A obra parte de um enquadramento urbanístico de “O Porto onde nasceu a Obra Diocesana”, com as suas “ilhas” e bairros camarários, a constituição na Diocese da Associação de Cultura e Serviço Social e do Secretariado Diocesano de Acção Social (1956, por D. António Ferreira Gomes), a instituição da Obra Diocesana pelo Administrador Apostólico de então, D. Florentino de Andrade e Silva (1964), os problemas dos bairros, muitos documentos e iniciativas, dificuldades e perspetivas dos primeiros anos, a colaboração com a Câmara Municipal do Porto, a progressiva expansão da Obra nos diversos bairros, a atribuição da Medalha de Ouro de Valor e Altruísmo pela Câmara Municipal, as reações da Imprensa da cidade. Vieram depois os “Anos de Crise: 1995-1997”, com os trabalhadores em greve, as dificuldades financeiras e os caminhos de superação.
No ano de 1998, já com a direção de Bernardino Chamusca, é assinado o protocolo de colaboração e apoio da Câmara Municipal do Porto, na presidência de Rui Rio.
De facto, foi em maio de 1998 que o Bispo do Porto, D. Armindo Lopes Coelho nomeou nova Direção da Obra, presidida por Bernardino Chamusca, sendo assistente Frei Bernardo Domingues. Um novo mandato foi também presidido por Bernardino Chamusca, nomeado em 2 de janeiro de 2002, sendo assistente o P. Lino da Silva Maia, passando a sede a utilizar o palacete dos Viscondes da Pesqueira, na rua D. Manuel II. Um projeto de acordo para o bairro de Santa Luzia (freguesia de Paranhos) fracassou. Na continuidade da Obra e no protocolo de apoio pela Câmara Municipal teve papel relevante a ação Bernardino Chamusca.
A partir de 2004, foi nomeado um novo Conselho de Administração, presidido por Américo Ribeiro, com a missão de assistente o P. António Manuel Barbosa Ferreira.
No final do segundo mandato, Bernardino Chamusca, em mensagem aos colaboradores, escrevia: “Sinto que é um privilégio ter o meu nome ligado e esta grande Obra da Igreja do Porto, ao serviço voluntário da qual dei o melhor que sabia dar.
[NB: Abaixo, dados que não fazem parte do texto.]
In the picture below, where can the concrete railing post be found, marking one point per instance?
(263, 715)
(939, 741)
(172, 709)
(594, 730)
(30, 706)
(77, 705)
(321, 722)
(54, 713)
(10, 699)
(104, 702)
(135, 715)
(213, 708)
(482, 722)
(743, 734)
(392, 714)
Sei que a Obra está neste momento lançada para o futuro e espero… que realize cada vez melhor o seu serviço de solidariedade” (p. 123).
O volume enquadra depois uma segunda parte, que descreve os diversos Centros Sociais da Obra, as suas valências, as reações da imprensa aos seus serviços e um registo dos colaboradores (várias centenas) e a biografia sumária dos Bispos que a acompanharam: D. Florentino de Andrade e Silva, D. António Ferreira Gomes, D. Júlio Tavares Rebimbas, D. Armindo Lopes Coelho (estes já falecidos), até ao tempo de D. Manuel Clemente.
Em acrescento, há uma referência aos Viscondes de S. João da Pesqueira (em cuja doação de encontrava sediada a Obra) e aos seus espaços, objetos artísticos (atualmente em exposição no Paço Episcopal), incluindo a fundação do Colégio Português em Roma, por ele promovida, cuja erecção canónica se verificou em 20 de outubro de 1900. Uma foto dos fundadores com a presença do Bispo D. António Barroso encontra-se atualmente no Paço Episcopal do Porto.
Conclui com uma cronologia de Acontecimentos até à nomeação de D. Manuel Clemente como Bispo do Porto.
A Obra Diocesana continua com a sua ação e iniciativas pelo bem da sociedade, mesmo que nem sempre compreendidas.
Trata-se pois de um trabalho de cuidada investigação, a que a Diocese e a História da Cidade na sua dimensão Social ficam devedoras.